Understanding Movements

TRANSLATION ACCURACY

Translating a sequence of vectors from an accelerometer into movements is not a simple task, when it must be done accurately and with limited computational resources.

Accuracy here also relates to how the underlying model reacts to previously unseen movements. Since this device is attached to a person in movement, it must perform muscle activations only when it is certain about its conclusions. If the user suddenly decides to start sprinting, and the machine has never seen that before, it would be critical if the machine caused the user to fall by activating leg muscles at incorrect times.

The Model

For the purpose of enabling reasoning about model accuracy, I beleive we should be using a generative model for this problem, since one of the main features of generative models are their ability to tell if observations are similar to what was used during training.

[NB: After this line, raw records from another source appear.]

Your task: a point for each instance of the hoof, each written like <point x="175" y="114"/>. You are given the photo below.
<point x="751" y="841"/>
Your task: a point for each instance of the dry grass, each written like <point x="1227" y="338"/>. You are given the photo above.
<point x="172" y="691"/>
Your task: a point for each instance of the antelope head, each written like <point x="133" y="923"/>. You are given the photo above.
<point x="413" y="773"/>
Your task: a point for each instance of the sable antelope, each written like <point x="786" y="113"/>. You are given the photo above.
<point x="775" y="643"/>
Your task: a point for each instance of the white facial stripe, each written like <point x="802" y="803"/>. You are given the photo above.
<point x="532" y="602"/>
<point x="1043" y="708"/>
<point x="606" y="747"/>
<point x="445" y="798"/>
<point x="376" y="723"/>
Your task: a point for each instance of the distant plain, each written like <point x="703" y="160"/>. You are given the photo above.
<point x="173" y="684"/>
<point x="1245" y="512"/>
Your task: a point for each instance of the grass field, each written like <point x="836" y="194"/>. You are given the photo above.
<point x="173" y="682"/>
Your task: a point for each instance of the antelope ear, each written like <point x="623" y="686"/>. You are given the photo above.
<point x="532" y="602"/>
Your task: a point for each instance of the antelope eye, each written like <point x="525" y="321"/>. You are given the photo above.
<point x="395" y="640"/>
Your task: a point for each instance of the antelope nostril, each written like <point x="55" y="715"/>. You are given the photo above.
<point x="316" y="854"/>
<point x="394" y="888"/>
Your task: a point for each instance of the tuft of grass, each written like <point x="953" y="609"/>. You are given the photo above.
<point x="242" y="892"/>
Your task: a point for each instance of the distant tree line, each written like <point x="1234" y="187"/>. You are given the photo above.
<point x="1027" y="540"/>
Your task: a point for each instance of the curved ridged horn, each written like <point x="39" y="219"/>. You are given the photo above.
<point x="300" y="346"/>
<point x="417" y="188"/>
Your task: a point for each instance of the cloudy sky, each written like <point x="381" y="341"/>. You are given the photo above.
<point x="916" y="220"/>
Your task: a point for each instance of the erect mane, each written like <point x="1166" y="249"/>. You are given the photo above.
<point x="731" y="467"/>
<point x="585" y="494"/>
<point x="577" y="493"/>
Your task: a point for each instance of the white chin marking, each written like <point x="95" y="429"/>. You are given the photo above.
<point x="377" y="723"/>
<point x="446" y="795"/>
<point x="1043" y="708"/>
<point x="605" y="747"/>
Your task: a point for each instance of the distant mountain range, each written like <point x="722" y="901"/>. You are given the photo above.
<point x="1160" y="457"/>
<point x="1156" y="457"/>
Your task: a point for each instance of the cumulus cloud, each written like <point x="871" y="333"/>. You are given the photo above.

I came up with a simple model, which for a number of movement progress points contains mean and standard deviation values for each of the dimensions in the movement vectors.

Given the simple probabilistic model, the main challenge then relates to performing computations on this model on the temporal dimension while still using a minimum of computational resources. This was achieved by assuming movement speed is constant and examining a fixed number of speeds. By using exponential filtering, the amount of calculations required for each observation is limited.

Evaluation

I have now added the first version of the code for building movement translation models. Some enhancement and configuration options seem required, and code documentation is still pending. The code already existed in the prototype but needed some cleanup in order to be usable in a release component.

Currently, only a Symmetric Movement Translator has been added, in which we teach the machine how to activate muscles in one side of the body, and the machine applies the same activations to the other side with a half movement delay.

I did an extraction of translator output using data from a 5 km run I did with the prototype machine, and it looks like the translator does a pretty good job at tracking the movement progress.

Symmetric Movement Translator output from 1 minute into a 5 km run, where we see how the translator somewhat accurately translates movement vectors into progress values.

Even for a relatively slow processor, we should have computational capability for handling a number of underlying models, as to enable both walking, running and sprinting in the same underlying model.

Super fast translation of movement vectors into movement progress (numbers from my laptop, so a small device such as Raspberry Zero or a micro-controller would not be as fast).